Raperda KIO Maloy Batal Disahkan, Pansus Serahkan Pembahasan Lanjutan ke Pemerintah

Penulis: Yusuf

Jahidin, Ketua Pansus KIO Maloy saat diwawancara awak media usai rapat paripurna ke-37.

Samarinda, Presisi.co - Rancangan peraturan daerah (Raperda) Tata Ruang Kawasan Strategis Provinsi Kawasan Industri Oleochemical (KIO) Maloy Batal disahkan menjadi Peraturan daerah (Perda) lantaran masih dalam pembahasan Kementerian Agraria dan Tata Ruang/Badan Pertanahan Nasional.

"KIO Maloy ini masuk ke dalam teknis. Sehingga digabungkan ke dalam Rencana Tata Ruang Wilayah (RTRW) provinsi dan kabupaten kota yang nantinya akan direvisi," ujar Ketua Pansus KIO Maloy Jahidin saat diwawancara awak media usai rapat paripurna ke-37 di gedung D lantai 6 DPRD Kaltim, Senin (14/12/2020).

Jahidin menambahkan, langkah selanjutnya akan dikembalikan kepada pemerintah. Pansus hanya akan memberikan rekomendasi untuk menjalankan proses revisi Raperda RTRW.

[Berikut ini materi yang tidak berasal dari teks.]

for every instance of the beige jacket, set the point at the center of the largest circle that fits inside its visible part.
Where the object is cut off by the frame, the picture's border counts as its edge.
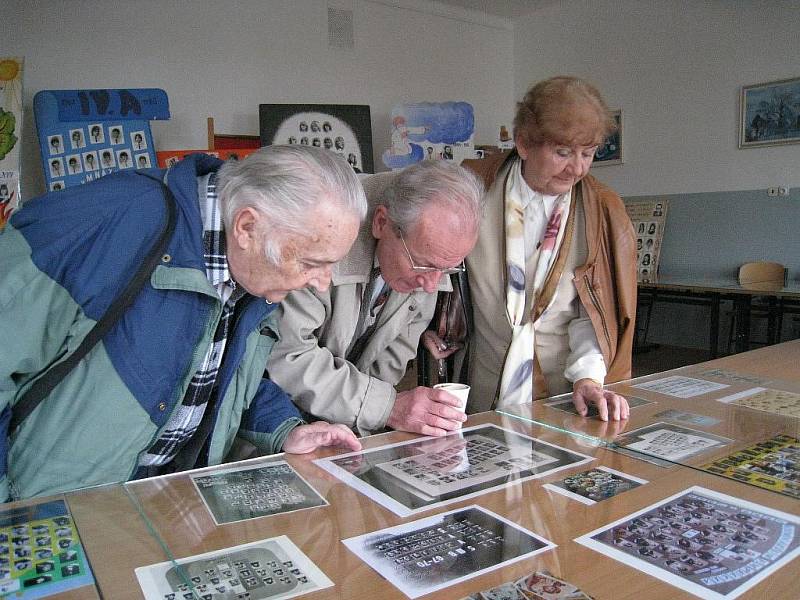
(606, 283)
(317, 328)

"Revisi RTRW itu nantinya menyesuaikan dengan Undang-Undang yang kedudukannya lebih tinggi. Tidak kalah pentingnya, ada beberapa arahan-arahan di dalam UU Cipta Kerja," sambung Jahidin.

Lebih lanjut, Jahidin menjelaskan bahwa RTRW sangat mendesak dan urgent untuk menjadi dasar pengoperasian KIO Maloy. RTRW diproyeksikan menjadi Perda prioritas pada 2021 karena bersifat sangat darurat.

"Tidak mesti harus masuk ke Prolegda karena ini merupakan kebutuhan yang mendesak," kata Jahidin.

"Saat ini kembali ke pemerintah dulu. Kemudian akan dibahas bersama DPRD Kaltim. Tentu dengan dasar permintaan Pansus itu ada pertimbangan supaya secepatnya tuntas. Sebab masyarakat sudah menunggu pelabuhan Maloy bisa beroperasi," tutup pria yang juga menjabat sebagai Ketua Komisi I DPRD Kaltim.